Au fil des jours,
Périphéries explore quelques pistes -
chroniques, critiques, citations, liens pointus...
On peut aussi - et pourquoi pas ? - commencer Putain d’usine de Jean-Pierre Levaray par la fin, les annexes, par ce tract retrouvé dans les archives de l’auteur :
Tu « acceptes » de perdre un tiers de ton temps en travaillant et de gâcher les deux tiers restant à t’en remettre. Tous les jours, jusqu’à la retraite, il faudra te lever à la même heure, faire le même trajet, les mêmes gestes, voir la même gueule du contremaître gueulard, la même gueule de l’ingénieur qui joue le copain... Et le soir, il te faudra courir, abêti, pour rattraper ces huit heures perdues. En fait, tu le sais, ces huit heures répétées, tu ne peux plus les rattraper. Elles ont enrichi « ton » patron, mais toi, elles t’ont bousillé le corps et l’esprit. Ce à quoi tu as renoncé ne t’est jamais rendu.

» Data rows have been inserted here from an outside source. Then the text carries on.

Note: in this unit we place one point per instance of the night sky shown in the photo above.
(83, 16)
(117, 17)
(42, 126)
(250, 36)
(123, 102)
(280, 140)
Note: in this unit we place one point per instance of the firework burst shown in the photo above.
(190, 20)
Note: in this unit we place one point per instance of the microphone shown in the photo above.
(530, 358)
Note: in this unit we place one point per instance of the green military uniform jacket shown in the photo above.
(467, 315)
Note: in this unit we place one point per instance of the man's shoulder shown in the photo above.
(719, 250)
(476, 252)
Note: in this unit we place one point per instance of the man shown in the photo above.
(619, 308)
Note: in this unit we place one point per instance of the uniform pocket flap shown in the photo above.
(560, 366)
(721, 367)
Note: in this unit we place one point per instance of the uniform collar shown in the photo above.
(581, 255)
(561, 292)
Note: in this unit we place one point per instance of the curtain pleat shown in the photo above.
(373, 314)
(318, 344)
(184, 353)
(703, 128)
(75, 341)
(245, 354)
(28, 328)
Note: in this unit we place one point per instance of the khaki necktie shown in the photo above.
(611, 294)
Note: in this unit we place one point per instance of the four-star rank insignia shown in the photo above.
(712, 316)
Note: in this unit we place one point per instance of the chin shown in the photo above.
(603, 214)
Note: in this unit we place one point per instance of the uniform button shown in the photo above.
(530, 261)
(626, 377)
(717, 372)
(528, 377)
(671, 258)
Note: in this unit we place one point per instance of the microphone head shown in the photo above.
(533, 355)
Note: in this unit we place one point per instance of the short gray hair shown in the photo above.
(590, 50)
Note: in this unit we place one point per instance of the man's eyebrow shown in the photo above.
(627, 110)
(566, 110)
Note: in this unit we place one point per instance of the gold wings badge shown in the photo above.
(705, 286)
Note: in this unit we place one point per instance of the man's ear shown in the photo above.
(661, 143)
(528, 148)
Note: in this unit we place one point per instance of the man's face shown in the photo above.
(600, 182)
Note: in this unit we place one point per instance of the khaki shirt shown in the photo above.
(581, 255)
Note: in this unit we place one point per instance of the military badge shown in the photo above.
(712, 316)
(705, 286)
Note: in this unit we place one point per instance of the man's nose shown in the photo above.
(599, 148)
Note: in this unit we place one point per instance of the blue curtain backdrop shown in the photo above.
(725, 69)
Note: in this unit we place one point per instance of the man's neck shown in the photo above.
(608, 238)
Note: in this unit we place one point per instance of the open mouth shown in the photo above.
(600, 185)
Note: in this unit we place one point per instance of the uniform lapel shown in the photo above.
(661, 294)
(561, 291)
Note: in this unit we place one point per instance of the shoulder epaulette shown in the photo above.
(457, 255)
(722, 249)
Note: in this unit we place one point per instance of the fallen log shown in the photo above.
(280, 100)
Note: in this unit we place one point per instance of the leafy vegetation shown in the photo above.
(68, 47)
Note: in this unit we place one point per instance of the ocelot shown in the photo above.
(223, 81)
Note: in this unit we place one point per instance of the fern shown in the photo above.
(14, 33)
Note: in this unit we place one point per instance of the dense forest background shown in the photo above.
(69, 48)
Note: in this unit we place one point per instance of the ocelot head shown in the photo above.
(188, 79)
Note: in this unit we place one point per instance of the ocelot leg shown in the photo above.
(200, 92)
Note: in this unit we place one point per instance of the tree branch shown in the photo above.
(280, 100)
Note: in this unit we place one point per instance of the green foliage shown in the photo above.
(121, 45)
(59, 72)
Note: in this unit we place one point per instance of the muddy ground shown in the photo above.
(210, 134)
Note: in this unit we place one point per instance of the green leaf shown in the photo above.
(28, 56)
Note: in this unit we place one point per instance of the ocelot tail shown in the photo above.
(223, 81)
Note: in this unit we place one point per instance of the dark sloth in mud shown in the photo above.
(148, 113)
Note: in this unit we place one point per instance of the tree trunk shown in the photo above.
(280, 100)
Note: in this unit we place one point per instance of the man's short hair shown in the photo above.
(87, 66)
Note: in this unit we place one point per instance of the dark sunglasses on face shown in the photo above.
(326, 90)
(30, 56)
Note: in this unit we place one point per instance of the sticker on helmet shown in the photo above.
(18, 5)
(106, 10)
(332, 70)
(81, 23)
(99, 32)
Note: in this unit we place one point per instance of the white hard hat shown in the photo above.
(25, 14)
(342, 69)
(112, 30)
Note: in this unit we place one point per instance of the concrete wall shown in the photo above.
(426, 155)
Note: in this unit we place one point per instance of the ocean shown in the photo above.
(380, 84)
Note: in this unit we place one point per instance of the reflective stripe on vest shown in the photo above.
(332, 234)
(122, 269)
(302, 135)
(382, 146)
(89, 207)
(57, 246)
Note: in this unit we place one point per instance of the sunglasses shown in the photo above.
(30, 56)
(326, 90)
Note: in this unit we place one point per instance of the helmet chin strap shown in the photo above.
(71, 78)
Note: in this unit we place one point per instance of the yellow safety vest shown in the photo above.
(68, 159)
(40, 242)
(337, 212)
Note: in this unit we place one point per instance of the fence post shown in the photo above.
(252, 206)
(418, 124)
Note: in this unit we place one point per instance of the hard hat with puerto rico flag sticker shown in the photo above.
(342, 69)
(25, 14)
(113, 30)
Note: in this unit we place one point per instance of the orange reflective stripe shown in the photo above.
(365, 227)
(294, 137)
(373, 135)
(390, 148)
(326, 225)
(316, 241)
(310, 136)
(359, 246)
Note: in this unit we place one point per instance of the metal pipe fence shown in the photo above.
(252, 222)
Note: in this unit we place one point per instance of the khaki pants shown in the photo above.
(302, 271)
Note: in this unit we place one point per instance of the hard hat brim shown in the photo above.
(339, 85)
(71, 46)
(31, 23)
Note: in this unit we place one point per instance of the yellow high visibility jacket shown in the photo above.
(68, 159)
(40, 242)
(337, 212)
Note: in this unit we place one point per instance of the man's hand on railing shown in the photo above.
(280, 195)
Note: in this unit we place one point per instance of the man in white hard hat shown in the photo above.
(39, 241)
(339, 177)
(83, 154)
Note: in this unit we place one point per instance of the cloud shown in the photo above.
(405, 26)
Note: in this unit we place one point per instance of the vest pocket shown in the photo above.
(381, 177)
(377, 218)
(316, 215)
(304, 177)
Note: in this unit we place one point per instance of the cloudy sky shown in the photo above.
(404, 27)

Ce temps perdu, tes désirs non réalisés te sont échangés contre un salaire. Cette carotte qu’on te refile pour ta participation à produire des marchandises ne te permet que d’être un consommateur : pas de rendre ta vie passionnante. Que ton turbin signifie peine, effort, harassement, cadences infernales, c’est vrai. Il est aussi ennui, inutilité, inefficacité, dissimulation. Que tu sois derrière un guichet, sur une chaîne, à sourire et à répondre sur commande, à monter la garde devant des usines, des manomètres, des pelouses, des enfants, des psychiatrisés, c’est toujours « plus tard », « après » que tu pourras VIVRE, AIMER, FAIRE L’AMOUR, RIRE, CRÉER, JOUER, TE BALADER...Au bout du compte, tu t’aperçois bien que « ça ne vient pas », que ta vie c’est la survie.
On t’a dressé à produire car il n’y a que ce qui est produit qui est appropriable par tes maîtres. Ton plaisir ne les intéresse pas. Ne les intéressent que les semblants de plaisir, c’est ce qu’ils appellent ton temps de loisir : décervelages télévisés, week-ends, vacances Trigano, jeux patriolympiques, tiercé, loto, consommation de spectacles, etc.
Chômeur(se) ou toi qui n’as jamais bossé et qui cherches de quoi assurer ta survie, tu n’as pas à culpabiliser : le travail n’ennoblit pas ! Il est maintenant considéré à sa juste valeur : dans les usines et les bureaux, le ras-le-bol s’amplifie. La CGT s’en est elle-même aperçue (pour préparer son 40e congrès, les militants posaient des autocollants : « Travailler en liberté surveillée, ne te laisse pas faire » et « Toute ta vie le même geste, ne te laisse pas faire », proposant comme solution d’adhérer à la CGT, ah récupération quand tu nous tiens !!!). Les patrons aussi s’en sont aperçus, comme le prouve leur publicité : « On ne peut pas exiger des gens qu’ils aiment leur travail, mais on peut rendre agréable leur lieu de travail. »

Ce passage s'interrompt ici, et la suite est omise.